Annuisce in silenzio e alla fine la vedo realizzare.
- Per caso indossava jeans
sdruciti e felpa a righe bianca e blu?
- Sì, esatto, ma tu come
lo sai?
- Ho tirato indovinare. -
Mi sorride e io ricambio. È troppo divertente.
- Ragazze, siete tutte e
due qui. Perfetto.
La tipa attraente scende
dalla scrivania dov’era seduta e la nana finalmente si volta. Un secondo e i
nostri sguardi s’incrociano. Il gelo scende tra di noi a mo’ bufera di neve,
come si vede nei cartoni animati giapponesi. Tempo pochi secondi e il vulcano
esplode scongelando l’atmosfera all’istante.
I suoi occhi, così castani,
assumono quasi la tonalità del nero. Non distoglie lo sguardo da me, ha quasi
il potere di farmi sentire in soggezione. Mi è venuta anche la tentazione di
fare dietrofront.
- Vi presento Diego della
Valle, sarà il nuovo art director.
- Piacere, io sono Valeria.
- La tipa subito si fa avanti, mi porge la mano e mi bacia cordiale. La serata è assicurata.

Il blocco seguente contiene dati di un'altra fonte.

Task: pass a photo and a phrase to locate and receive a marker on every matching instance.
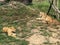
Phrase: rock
(53, 40)
(36, 39)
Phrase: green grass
(19, 16)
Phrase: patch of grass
(45, 33)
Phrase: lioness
(10, 31)
(48, 19)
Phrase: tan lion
(10, 31)
(48, 19)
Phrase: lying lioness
(10, 31)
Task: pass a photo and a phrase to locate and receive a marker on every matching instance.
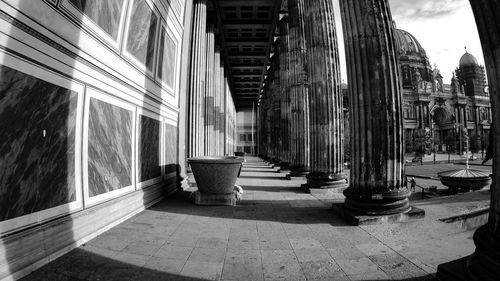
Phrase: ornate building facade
(438, 115)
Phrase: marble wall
(141, 33)
(37, 152)
(106, 14)
(109, 147)
(166, 59)
(149, 149)
(170, 148)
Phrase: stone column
(222, 116)
(326, 122)
(484, 264)
(377, 157)
(197, 80)
(209, 91)
(274, 87)
(298, 91)
(284, 92)
(215, 109)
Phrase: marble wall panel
(167, 58)
(37, 151)
(109, 147)
(149, 149)
(170, 148)
(142, 33)
(106, 14)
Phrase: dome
(467, 60)
(408, 44)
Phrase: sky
(443, 28)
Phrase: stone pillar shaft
(485, 263)
(325, 97)
(377, 157)
(197, 80)
(215, 109)
(298, 90)
(284, 92)
(209, 91)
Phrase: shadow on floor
(277, 177)
(81, 264)
(294, 211)
(289, 189)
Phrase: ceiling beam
(232, 3)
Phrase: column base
(215, 199)
(284, 168)
(298, 173)
(483, 265)
(359, 218)
(325, 183)
(389, 202)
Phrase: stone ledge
(360, 219)
(321, 191)
(215, 199)
(290, 177)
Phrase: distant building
(436, 113)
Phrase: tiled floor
(276, 233)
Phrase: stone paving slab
(276, 233)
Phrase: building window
(406, 112)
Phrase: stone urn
(464, 179)
(215, 177)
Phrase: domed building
(435, 114)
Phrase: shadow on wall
(47, 112)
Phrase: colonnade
(376, 182)
(309, 94)
(211, 108)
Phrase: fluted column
(222, 116)
(298, 91)
(197, 80)
(274, 88)
(377, 156)
(484, 264)
(215, 109)
(284, 92)
(325, 97)
(209, 91)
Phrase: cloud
(418, 9)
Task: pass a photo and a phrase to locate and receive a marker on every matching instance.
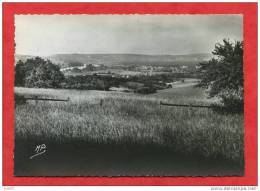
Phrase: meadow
(126, 131)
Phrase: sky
(44, 35)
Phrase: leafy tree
(37, 72)
(223, 74)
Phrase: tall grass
(128, 119)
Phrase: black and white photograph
(129, 95)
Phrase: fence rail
(185, 105)
(45, 99)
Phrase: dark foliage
(39, 73)
(223, 74)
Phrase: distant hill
(64, 60)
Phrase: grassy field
(128, 123)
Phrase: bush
(223, 75)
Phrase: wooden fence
(185, 105)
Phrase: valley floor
(126, 134)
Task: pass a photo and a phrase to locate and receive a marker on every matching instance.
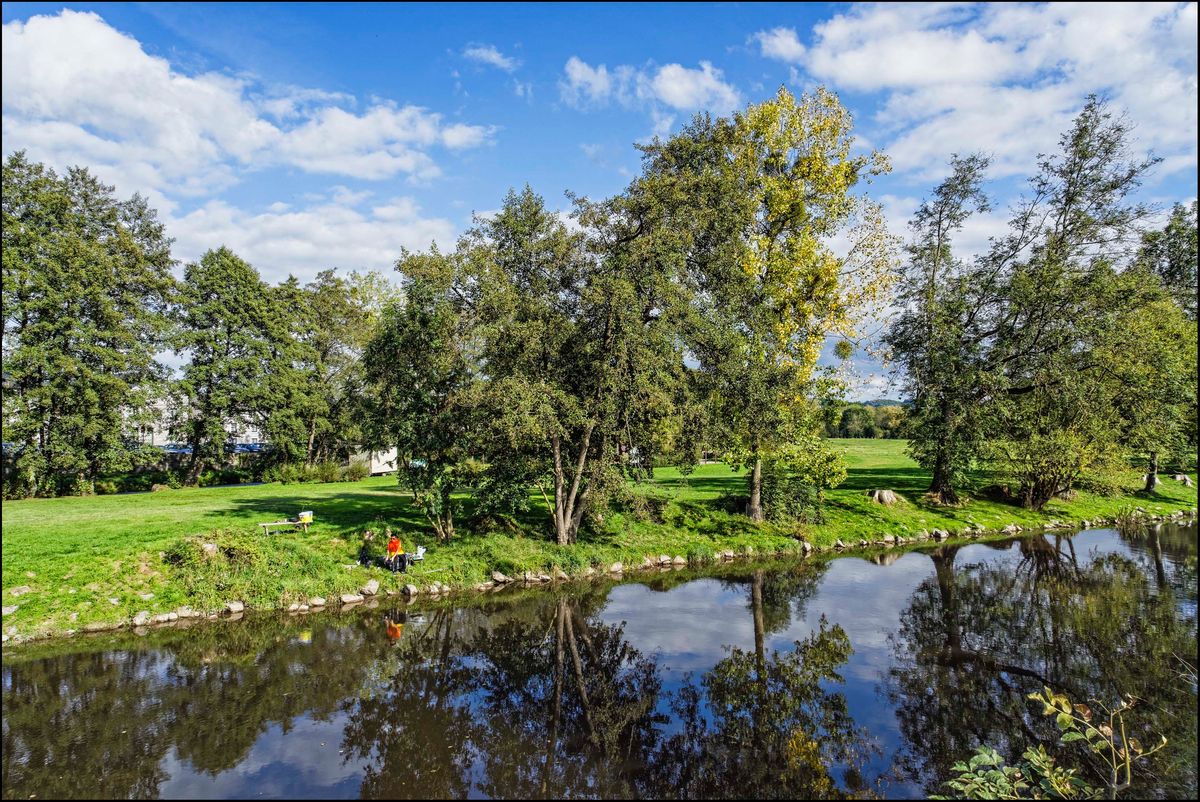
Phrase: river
(843, 676)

La nana mi osserva. Rimane
in silenzio e continua a osservare. Leggo nei suoi occhi che sta meditando
qualcosa. Con una mossa elegante e lenta si sfila gli occhiali e li appoggia
sulla sua scrivania. È un gesto naturale, ma rimango ipnotizzato dalle sue
mosse. Con passo calmo si avvicina a me, mi fronteggia e rimane in silenzio,
tanto i suoi occhi parlano per la sua bocca. Mi sa che non gli sono simpatico.
D’istinto faccio un passo
indietro e a quella mossa, noto le sue labbra incurvarsi leggermente verso
l’alto soddisfatta.
- Valeria si occupa della
grafica, mentre lei, - Il Direttore indica la nana che non mi stacca gli occhi
gelidi da dosso, - è Greta, il copywriter.

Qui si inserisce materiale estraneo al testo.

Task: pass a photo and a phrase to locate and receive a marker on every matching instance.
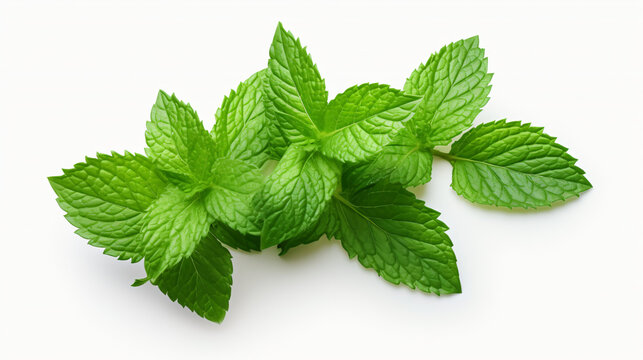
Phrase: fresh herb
(343, 169)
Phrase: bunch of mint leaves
(342, 170)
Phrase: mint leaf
(325, 225)
(359, 121)
(235, 239)
(294, 88)
(106, 197)
(201, 282)
(295, 194)
(177, 141)
(392, 232)
(455, 85)
(241, 130)
(172, 227)
(514, 165)
(403, 161)
(234, 183)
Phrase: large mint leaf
(295, 194)
(514, 165)
(325, 225)
(229, 199)
(455, 86)
(392, 232)
(106, 197)
(201, 282)
(360, 121)
(403, 161)
(294, 88)
(177, 141)
(241, 131)
(172, 227)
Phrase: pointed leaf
(295, 194)
(241, 131)
(455, 86)
(295, 89)
(230, 197)
(177, 141)
(392, 232)
(173, 225)
(361, 120)
(201, 282)
(106, 198)
(514, 165)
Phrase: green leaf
(201, 282)
(241, 131)
(295, 89)
(392, 232)
(106, 197)
(455, 86)
(177, 141)
(172, 227)
(514, 165)
(235, 239)
(325, 225)
(295, 194)
(403, 161)
(230, 197)
(360, 121)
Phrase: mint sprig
(342, 169)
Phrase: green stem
(444, 155)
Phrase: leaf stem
(444, 155)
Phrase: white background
(565, 283)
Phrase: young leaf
(325, 225)
(177, 141)
(235, 239)
(106, 197)
(172, 227)
(360, 121)
(294, 88)
(230, 197)
(455, 85)
(241, 130)
(403, 161)
(392, 232)
(201, 282)
(295, 194)
(514, 165)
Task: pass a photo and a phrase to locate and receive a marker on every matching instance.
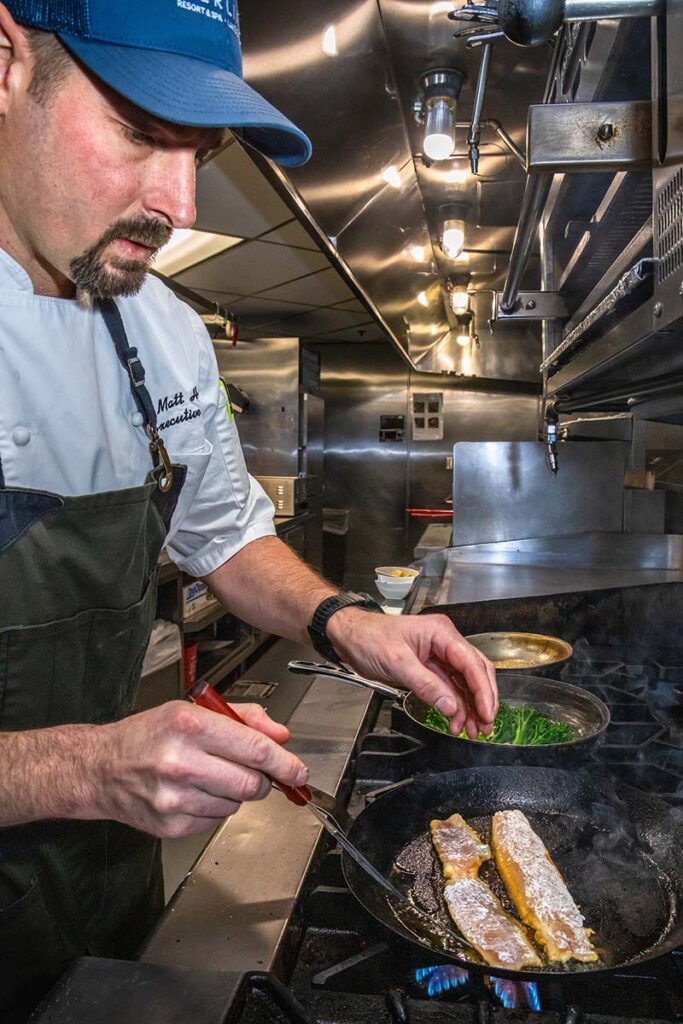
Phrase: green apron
(78, 588)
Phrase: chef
(105, 109)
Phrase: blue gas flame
(440, 978)
(513, 994)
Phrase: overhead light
(439, 131)
(453, 231)
(330, 41)
(441, 7)
(437, 111)
(453, 239)
(188, 247)
(391, 176)
(458, 176)
(460, 299)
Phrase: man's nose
(172, 187)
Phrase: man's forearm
(47, 773)
(265, 584)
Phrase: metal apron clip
(161, 458)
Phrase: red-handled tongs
(327, 809)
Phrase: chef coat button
(20, 436)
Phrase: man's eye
(138, 137)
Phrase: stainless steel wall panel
(268, 371)
(504, 492)
(378, 481)
(359, 383)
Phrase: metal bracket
(532, 306)
(589, 137)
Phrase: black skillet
(586, 714)
(620, 850)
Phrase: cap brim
(187, 91)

- Creta, che nome buffo. Come
l’isola?
Il silenzio cala tra di
noi. Che ho detto? La vedo chiudere
per un attimo gli occhi e portarsi sconsolata la mano sulla fronte. Perché questa tipa ha il sano potere di
farmi sentire a disagio?
- Greta, con la G, -
specifica e mi porge la mano.
- Scusa tanto, Greta con
la G. - Mamma mia, è proprio acida. Chissà,
forse con una bella scopata posso rimetterla apposto. Le stringo la mano.
Il contatto è piacevole, caldo. La trattengo più del dovuto nella mia. È strano, penso, incuriosito da
quell’inconsueta sensazione che ci unisce.
- No. - Il suo no è
categorico e mi lascia di scatto la mano. I suoi occhi non mi abbandonano mai e
ho la netta sensazione che abbia appena interpretato alla perfezione i miei
pensieri.
- Greta, lascio a te il
compito di fare ambientare Diego, in fondo d’ora in avanti lavorerete insieme.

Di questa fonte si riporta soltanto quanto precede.